El Camello needed the Banco Manzanares because his business generated a large amount of cash. Busloads, often in the literal sense.
And, if Raul was to be completely honest, the Banco Manzanares and his family had grown to depend on the money provided by the Camel’s patronage of their financial institution.
The current situation was much like the one his grandfather faced during the bank’s early years, a time that coincided with America’s Prohibition era. There had been many a bootlegger deposit at Banco Manzanares in the 1920s that had been stained by blood or booze.
But cash was cash, then and now, and business was business. Raul couldn’t count the times as a child his grandfather had told him that “money is green, no matter how black the heart of the man may be.”
So their respective operations became intertwined, everything connected.
A ripple on the Camel’s side of the pond affected the tiniest Manz
anares lily on the opposite shore, and vice versa. Also, the Camel—unsophisticated in the ways of finance and the upper echelons of society—had come to rely on Raul for advice and counsel as to managing his business and sudden wealth, much like he would with an older brother or mentor.
Ernesto Fuentes-Manzanares, who’d flown on a Banco Manzanares jet from Ensenada to Monterrey earlier in the day, entered the room. He patted his niece on the head and wandered to the wet bar in the corner.
“How was your trip to Washington?” Raul picked up another vase and a piece of newspaper. His tone of voice was clipped.

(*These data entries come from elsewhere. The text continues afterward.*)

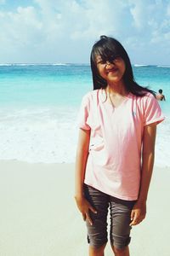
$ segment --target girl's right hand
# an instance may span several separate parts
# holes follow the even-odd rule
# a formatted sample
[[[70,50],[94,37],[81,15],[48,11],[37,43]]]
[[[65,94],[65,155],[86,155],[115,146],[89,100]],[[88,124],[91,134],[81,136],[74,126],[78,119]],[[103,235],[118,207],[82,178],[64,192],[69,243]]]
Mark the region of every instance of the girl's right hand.
[[[89,224],[93,225],[92,219],[89,216],[89,210],[92,211],[94,213],[97,213],[97,211],[90,205],[90,203],[84,197],[81,197],[80,199],[75,197],[75,199],[76,206],[82,214],[83,220],[85,221],[87,219],[89,222]]]

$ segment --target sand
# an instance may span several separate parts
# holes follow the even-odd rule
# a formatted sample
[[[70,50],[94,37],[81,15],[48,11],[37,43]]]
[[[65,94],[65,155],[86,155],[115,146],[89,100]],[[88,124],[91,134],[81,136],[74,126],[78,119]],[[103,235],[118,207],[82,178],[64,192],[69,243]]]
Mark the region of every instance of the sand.
[[[155,168],[132,256],[169,256],[170,168]],[[0,161],[0,256],[88,256],[73,164]],[[105,256],[112,255],[110,245]]]

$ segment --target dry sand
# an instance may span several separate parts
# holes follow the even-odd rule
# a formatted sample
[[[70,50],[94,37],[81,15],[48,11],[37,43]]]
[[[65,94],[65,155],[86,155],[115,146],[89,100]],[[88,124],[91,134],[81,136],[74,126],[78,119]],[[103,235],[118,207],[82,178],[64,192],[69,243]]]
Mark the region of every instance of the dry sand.
[[[147,218],[132,230],[132,256],[170,255],[169,188],[170,168],[155,168]],[[0,161],[0,256],[88,256],[73,195],[72,164]]]

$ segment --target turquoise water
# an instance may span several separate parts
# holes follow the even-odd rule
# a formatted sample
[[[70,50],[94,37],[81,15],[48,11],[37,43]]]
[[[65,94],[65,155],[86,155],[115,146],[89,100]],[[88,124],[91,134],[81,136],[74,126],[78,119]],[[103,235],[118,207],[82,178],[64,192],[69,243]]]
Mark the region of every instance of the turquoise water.
[[[133,66],[136,81],[157,91],[166,121],[159,125],[158,165],[168,166],[170,67]],[[92,90],[88,65],[0,66],[0,159],[73,162],[76,116],[82,96]],[[169,160],[170,161],[170,160]]]

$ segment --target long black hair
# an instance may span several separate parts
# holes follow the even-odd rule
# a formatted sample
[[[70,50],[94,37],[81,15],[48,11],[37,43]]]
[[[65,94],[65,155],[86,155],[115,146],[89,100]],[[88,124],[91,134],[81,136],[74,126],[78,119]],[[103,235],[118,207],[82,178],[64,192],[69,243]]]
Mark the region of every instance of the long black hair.
[[[135,82],[132,65],[127,51],[120,42],[115,38],[108,38],[106,36],[101,36],[100,39],[95,43],[92,48],[90,62],[94,81],[94,90],[100,88],[105,89],[107,86],[106,80],[99,75],[98,71],[96,64],[97,55],[99,55],[104,61],[109,61],[110,62],[113,62],[114,59],[116,57],[121,57],[124,61],[126,70],[122,79],[128,92],[131,92],[138,96],[143,96],[147,92],[150,92],[153,95],[156,94],[155,91],[148,89],[147,87],[143,87]]]

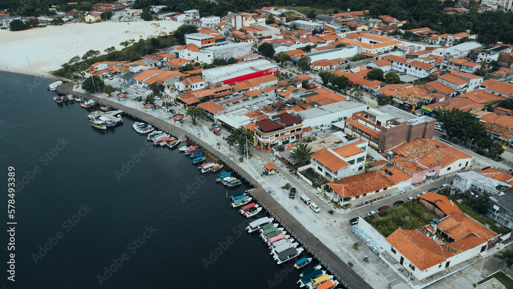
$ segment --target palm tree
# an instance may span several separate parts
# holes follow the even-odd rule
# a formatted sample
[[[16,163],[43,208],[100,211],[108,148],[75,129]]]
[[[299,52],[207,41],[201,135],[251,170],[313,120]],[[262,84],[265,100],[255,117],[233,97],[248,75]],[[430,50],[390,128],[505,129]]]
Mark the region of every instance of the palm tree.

Ernesto poured a couple of centimeters of scotch into a plastic Flintstones cup belonging to Raul’s son, one of the few pieces of glassware not already in a box.
“You are really leaving Mexico?” He stared at the disarray caused by the packing.
Raul nodded.
They’d been over this many times. Moving made sense.
Raul’s wife’s family had relocated to Newport Beach several years before, and Banco Manzanares had almost as many branches in Southern California as it did in Mexico. The bank also had plans to expand to other locations in the southwestern United States, border towns and other areas primed for growth. Much of the funds for the expansion had been provided by the Camel’s business.
“Senator Stephen McNally,” Ernesto said. “My feeling is he wants to—how do the Americans put it—change the world.”
Raul stopped wrapping the vase, anger bubbling in his stomach.
A brother with a hair-trigger temper. A psychopathic crime boss named the Camel.
And now this—an idealistic politician.
He put the vase down and shook his head, aware of the irony.
If noble-minded leaders hadn’t decided to crack down on drug smugglers, forcing them to battle each other, Mexico would be a much safer place today, and he wouldn’t be in business with el Camello. Probably.
“His chief of staff, Hawkins, the man we’ve been dealing with,” Ernesto said. “He’s better suited to these times and our ways.”
Raul threaded his way through the mess and poured himself a scotch.
Neither brother spoke for a few moments.